Je relis maintenant du Boileau, ou plutôt tout Boileau, et avec moult coups de crayon aux marges. Cela me semble vraiment fort. On ne se lasse point de ce qui est bien écrit. Le style c’est la vie ! c’est le sang même de la pensée ! Boileau était une petite rivière, étroite, peu profonde, mais admirablement limpide et bien encaissée. C’est pourquoi cette onde ne se tarit pas. Rien ne se perd de ce qu’il veut dire. Mais que d’Art il a fallu pour faire cela, et avec si peu ! Je m’en vais ainsi, d’ici deux ou trois ans, relire attentivement tous les classiques français et les annoter, travail qui me servira pour mes Préfaces (mon ouvrage de critique littéraire, tu sais). J’y veux prouver l’insuffisance des écoles, quelles qu’elles soient, et bien déclarer que nous n’avons pas la prétention, nous autres, d’en faire une et qu’il n’en faut pas faire. Nous sommes au contraire dans la tradition. Cela me semble, à moi, strictement exact. Cela me rassure et m’encourage. Ce que j’admire dans Boileau, c’est ce que j’admire dans Hugo, et où l’un a été bon, l’autre est excellent. Il n’y a qu’un beau. C’est le même partout, mais il a des aspects différents ; il est plus ou moins coloré par les reflets qui dominent. Voltaire et Chateaubriand, par exemple, ont été médiocres par les mêmes causes, etc. Je tâcherai de faire voir pourquoi la critique esthétique est restée si en retard de la critique historique et scientifique : on n’avait point de base. La connaissance qui leur manque à tous, c’est l’anatomie du style, savoir comment une phrase se membre et par où elle s’attache. On étudie sur des mannequins, sur des traductions, d’après des professeurs, des imbéciles incapables de tenir l’instrument de la science qu’ils enseignent, une plume, je veux dire, et la vie manque ! l’amour ! l’amour, ce qui ne se donne pas, le secret du bon Dieu, l’âme, sans quoi rien ne se comprend.
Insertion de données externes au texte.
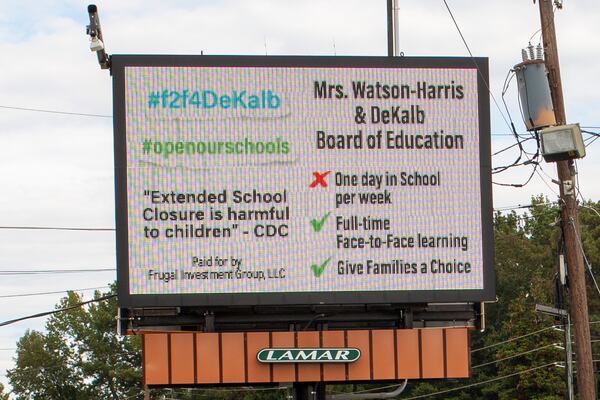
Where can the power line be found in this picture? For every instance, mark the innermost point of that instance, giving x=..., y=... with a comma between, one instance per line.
x=8, y=296
x=53, y=271
x=56, y=228
x=473, y=58
x=482, y=382
x=513, y=339
x=44, y=314
x=513, y=356
x=55, y=112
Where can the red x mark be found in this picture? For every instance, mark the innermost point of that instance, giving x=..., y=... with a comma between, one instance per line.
x=319, y=179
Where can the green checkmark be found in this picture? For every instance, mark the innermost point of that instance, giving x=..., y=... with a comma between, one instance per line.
x=318, y=269
x=318, y=224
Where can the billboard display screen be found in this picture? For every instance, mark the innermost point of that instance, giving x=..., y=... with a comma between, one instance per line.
x=302, y=180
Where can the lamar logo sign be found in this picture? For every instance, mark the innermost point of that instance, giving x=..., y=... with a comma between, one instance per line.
x=309, y=355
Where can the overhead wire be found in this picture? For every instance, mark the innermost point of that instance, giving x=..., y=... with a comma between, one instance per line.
x=53, y=271
x=514, y=356
x=8, y=296
x=55, y=111
x=482, y=382
x=473, y=58
x=514, y=339
x=44, y=314
x=56, y=228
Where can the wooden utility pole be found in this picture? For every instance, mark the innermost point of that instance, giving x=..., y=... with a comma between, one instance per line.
x=570, y=220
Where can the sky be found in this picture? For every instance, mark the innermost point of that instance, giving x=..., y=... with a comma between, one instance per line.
x=56, y=170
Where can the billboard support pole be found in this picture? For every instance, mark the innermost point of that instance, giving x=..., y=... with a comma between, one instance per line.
x=569, y=218
x=392, y=25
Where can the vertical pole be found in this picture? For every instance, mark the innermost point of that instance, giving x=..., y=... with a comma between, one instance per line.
x=570, y=221
x=390, y=24
x=569, y=350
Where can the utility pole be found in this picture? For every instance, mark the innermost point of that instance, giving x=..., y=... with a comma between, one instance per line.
x=570, y=220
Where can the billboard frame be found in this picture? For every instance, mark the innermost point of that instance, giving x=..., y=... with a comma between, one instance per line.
x=128, y=300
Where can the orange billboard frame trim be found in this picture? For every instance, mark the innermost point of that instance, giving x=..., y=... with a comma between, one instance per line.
x=197, y=358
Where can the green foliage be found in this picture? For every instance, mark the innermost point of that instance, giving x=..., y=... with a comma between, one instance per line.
x=80, y=356
x=526, y=248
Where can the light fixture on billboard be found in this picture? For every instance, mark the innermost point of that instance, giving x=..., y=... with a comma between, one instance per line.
x=563, y=142
x=96, y=44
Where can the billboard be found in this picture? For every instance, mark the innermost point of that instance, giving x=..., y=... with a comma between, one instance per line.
x=302, y=180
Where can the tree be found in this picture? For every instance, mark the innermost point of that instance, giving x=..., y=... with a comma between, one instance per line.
x=80, y=356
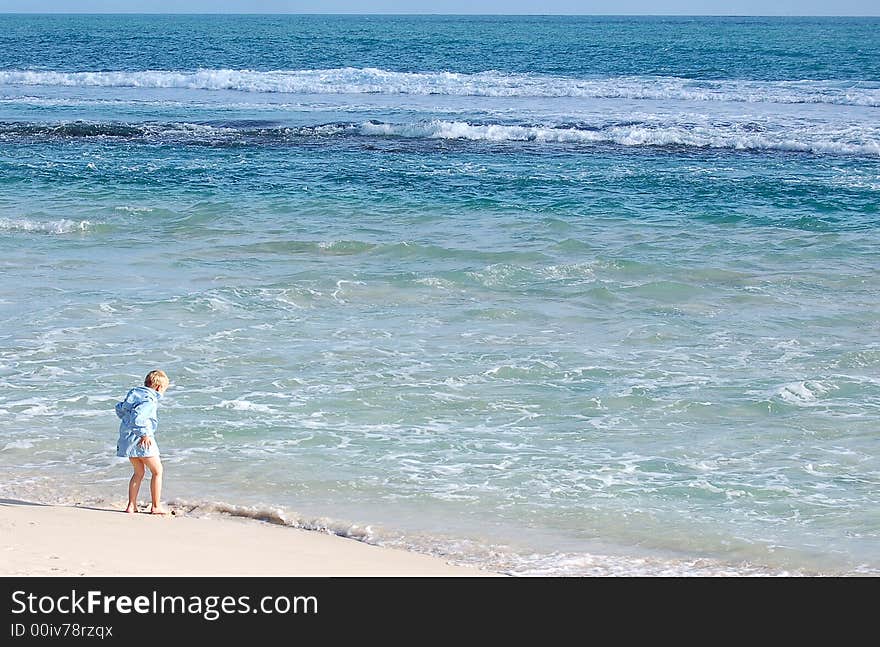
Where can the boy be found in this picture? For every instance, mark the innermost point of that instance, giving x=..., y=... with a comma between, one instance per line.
x=140, y=420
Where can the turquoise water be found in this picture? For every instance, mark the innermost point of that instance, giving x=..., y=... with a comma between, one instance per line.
x=545, y=295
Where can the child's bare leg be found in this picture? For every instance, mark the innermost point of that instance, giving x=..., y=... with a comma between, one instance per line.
x=154, y=463
x=135, y=484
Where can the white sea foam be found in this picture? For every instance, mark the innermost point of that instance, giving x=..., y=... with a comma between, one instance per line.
x=245, y=405
x=726, y=136
x=350, y=80
x=25, y=225
x=803, y=393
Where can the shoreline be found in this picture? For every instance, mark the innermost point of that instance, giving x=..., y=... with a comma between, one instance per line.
x=40, y=539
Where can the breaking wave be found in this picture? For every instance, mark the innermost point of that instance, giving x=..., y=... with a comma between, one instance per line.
x=745, y=136
x=350, y=80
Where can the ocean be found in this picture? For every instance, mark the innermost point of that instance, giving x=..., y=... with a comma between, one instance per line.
x=551, y=296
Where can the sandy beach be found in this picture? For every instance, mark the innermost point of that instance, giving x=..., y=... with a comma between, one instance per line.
x=50, y=540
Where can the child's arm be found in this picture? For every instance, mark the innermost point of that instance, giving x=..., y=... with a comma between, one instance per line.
x=145, y=420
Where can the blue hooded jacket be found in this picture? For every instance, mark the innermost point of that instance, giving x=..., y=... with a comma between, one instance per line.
x=139, y=412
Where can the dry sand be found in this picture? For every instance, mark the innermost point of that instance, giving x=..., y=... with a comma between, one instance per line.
x=38, y=539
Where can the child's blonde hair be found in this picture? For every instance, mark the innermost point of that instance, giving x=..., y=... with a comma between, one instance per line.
x=155, y=379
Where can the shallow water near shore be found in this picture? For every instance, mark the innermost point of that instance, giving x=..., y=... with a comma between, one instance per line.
x=513, y=299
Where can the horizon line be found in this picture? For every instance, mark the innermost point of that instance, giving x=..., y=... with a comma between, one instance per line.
x=427, y=13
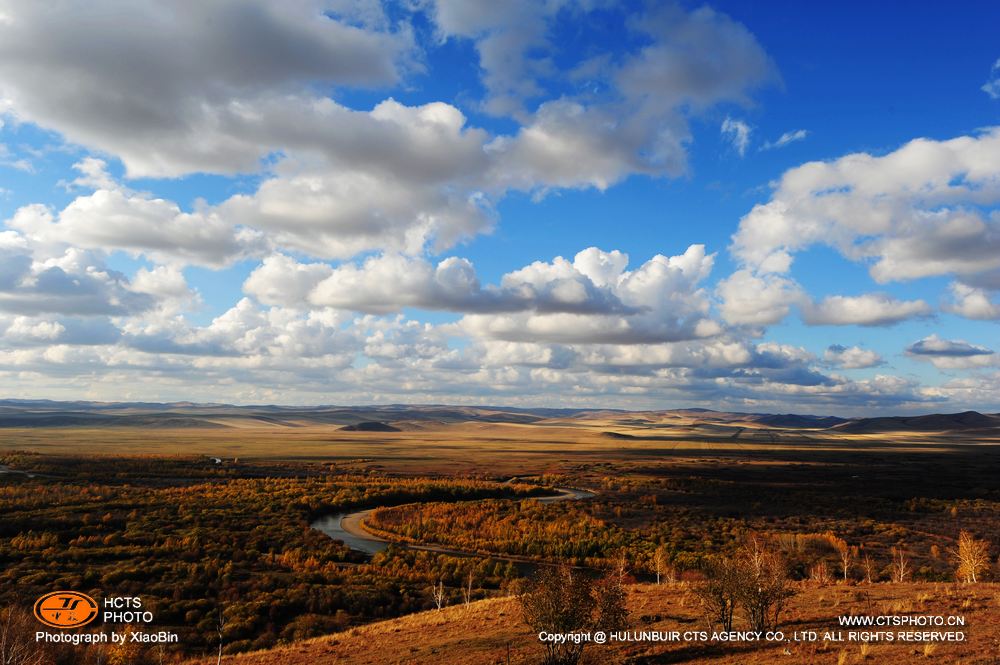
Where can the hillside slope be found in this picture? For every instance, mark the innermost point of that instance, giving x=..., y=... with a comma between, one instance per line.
x=482, y=633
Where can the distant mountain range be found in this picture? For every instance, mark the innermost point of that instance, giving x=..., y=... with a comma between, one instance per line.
x=398, y=417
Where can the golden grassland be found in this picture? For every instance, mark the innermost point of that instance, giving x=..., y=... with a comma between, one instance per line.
x=476, y=447
x=482, y=632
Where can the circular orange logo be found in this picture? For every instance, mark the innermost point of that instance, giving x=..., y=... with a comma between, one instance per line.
x=65, y=609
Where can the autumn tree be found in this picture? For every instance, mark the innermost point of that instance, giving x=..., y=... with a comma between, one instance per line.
x=561, y=600
x=899, y=569
x=762, y=583
x=661, y=564
x=973, y=557
x=718, y=592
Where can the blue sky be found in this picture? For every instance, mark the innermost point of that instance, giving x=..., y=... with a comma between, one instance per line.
x=771, y=206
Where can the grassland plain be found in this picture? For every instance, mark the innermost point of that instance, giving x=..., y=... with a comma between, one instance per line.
x=168, y=510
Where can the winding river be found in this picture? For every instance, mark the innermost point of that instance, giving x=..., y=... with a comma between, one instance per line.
x=347, y=527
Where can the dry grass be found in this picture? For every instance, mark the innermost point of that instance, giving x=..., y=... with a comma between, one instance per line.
x=481, y=634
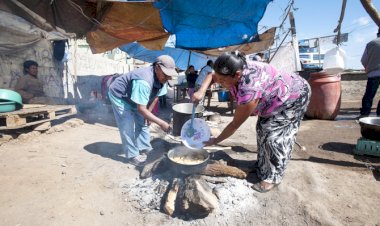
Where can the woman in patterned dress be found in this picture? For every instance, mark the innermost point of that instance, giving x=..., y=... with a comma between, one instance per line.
x=278, y=99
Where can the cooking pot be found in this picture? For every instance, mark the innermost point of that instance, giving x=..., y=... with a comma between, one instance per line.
x=370, y=127
x=188, y=161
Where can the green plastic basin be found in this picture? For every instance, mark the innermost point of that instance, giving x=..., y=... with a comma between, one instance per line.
x=10, y=95
x=7, y=106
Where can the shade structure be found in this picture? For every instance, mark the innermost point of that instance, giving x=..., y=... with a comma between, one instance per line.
x=182, y=57
x=200, y=24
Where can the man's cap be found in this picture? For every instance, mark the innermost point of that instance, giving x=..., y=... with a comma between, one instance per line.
x=167, y=65
x=29, y=63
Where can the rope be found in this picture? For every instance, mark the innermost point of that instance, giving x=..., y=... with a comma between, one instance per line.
x=337, y=29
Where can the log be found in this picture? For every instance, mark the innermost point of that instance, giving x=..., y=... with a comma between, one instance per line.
x=219, y=170
x=197, y=198
x=169, y=205
x=151, y=167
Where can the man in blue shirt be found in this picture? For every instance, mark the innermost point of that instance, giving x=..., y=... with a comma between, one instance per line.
x=130, y=94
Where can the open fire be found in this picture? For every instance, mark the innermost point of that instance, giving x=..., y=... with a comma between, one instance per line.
x=218, y=189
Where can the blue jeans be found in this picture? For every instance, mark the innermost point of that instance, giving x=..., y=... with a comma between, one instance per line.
x=134, y=132
x=370, y=92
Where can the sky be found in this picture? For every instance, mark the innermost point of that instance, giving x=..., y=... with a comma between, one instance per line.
x=319, y=18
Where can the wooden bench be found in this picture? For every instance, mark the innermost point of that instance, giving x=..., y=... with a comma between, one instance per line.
x=34, y=114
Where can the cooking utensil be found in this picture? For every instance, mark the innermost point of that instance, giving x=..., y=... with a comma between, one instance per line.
x=202, y=133
x=370, y=127
x=191, y=131
x=188, y=161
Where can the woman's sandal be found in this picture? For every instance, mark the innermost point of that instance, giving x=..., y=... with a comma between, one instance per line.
x=260, y=188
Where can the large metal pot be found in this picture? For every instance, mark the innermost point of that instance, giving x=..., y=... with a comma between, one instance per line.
x=370, y=127
x=188, y=161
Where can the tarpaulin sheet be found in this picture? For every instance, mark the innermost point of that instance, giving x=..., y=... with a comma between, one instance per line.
x=200, y=24
x=180, y=56
x=128, y=22
x=266, y=41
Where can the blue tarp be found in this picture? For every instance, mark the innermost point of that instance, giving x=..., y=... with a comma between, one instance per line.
x=180, y=56
x=208, y=24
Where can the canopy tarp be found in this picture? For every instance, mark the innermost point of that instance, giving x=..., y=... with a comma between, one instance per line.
x=180, y=56
x=197, y=24
x=200, y=24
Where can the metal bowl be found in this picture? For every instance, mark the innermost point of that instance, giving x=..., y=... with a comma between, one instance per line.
x=188, y=161
x=370, y=128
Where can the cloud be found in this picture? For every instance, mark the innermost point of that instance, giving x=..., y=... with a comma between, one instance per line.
x=361, y=21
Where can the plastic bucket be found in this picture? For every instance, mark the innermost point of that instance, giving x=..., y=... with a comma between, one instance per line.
x=182, y=113
x=223, y=96
x=325, y=96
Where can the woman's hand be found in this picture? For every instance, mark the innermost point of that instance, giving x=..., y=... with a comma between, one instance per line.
x=210, y=142
x=165, y=127
x=197, y=96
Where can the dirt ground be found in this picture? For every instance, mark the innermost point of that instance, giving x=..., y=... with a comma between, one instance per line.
x=75, y=174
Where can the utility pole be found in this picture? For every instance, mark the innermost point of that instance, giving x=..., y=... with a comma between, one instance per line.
x=294, y=41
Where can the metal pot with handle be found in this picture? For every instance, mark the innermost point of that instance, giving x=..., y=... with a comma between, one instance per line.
x=188, y=161
x=370, y=127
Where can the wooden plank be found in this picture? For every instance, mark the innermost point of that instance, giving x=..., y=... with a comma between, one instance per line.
x=38, y=109
x=15, y=120
x=34, y=115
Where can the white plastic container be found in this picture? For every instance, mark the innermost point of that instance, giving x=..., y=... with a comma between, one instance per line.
x=334, y=61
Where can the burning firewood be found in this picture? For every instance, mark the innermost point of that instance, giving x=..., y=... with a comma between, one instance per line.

Quand j’aurai fini cela — ce sera un travail d’une grande année, pas plus (mais au moins je me serai vengé littérairement, comme dans le Dictionnaire des Idées reçues je me vengerai moralement) — quand j’aurai fini cela (après la Bovary et l’Anubis toutefois), j’entrerai sans doute dans une phase nouvelle et il me tarde d’y être. Moi qui écris si lentement, je me ronge de plans. Je veux faire deux ou trois longs bouquins épiques, des romans dans un milieu grandiose où l’action soit forcément féconde et les détails riches d’eux-mêmes, luxueux et tragiques tout à la fois, des livres à grandes murailles et peintes du haut en bas.

Il y avait dans la Revue de Paris (fragment de Michelet sur Danton) un jugement sur Robespierre qui m’a plu. Il le signale comme étant, de sa personne, un gouvernement ; et c’est pour cela que tous les gouvernementomanes républicains l’ont aimé. La médiocrité chérit la Règle ; moi je la hais. Je me sens contre elle et contre toute restriction, corporation, caste, hiérarchie, niveau, troupeau, une exécration qui m’emplit l’âme, et c’est par ce côté-là peut-être que je comprends le martyre.

Adieu, belle ex-démocrate. Mille baisers. À toi.

Ton G.

Jeudi soir. Je n’ai pas envoyé ma lettre ce matin, ne sachant où tu étais. Demain je te l’envoie quand même. Merci du petit portrait.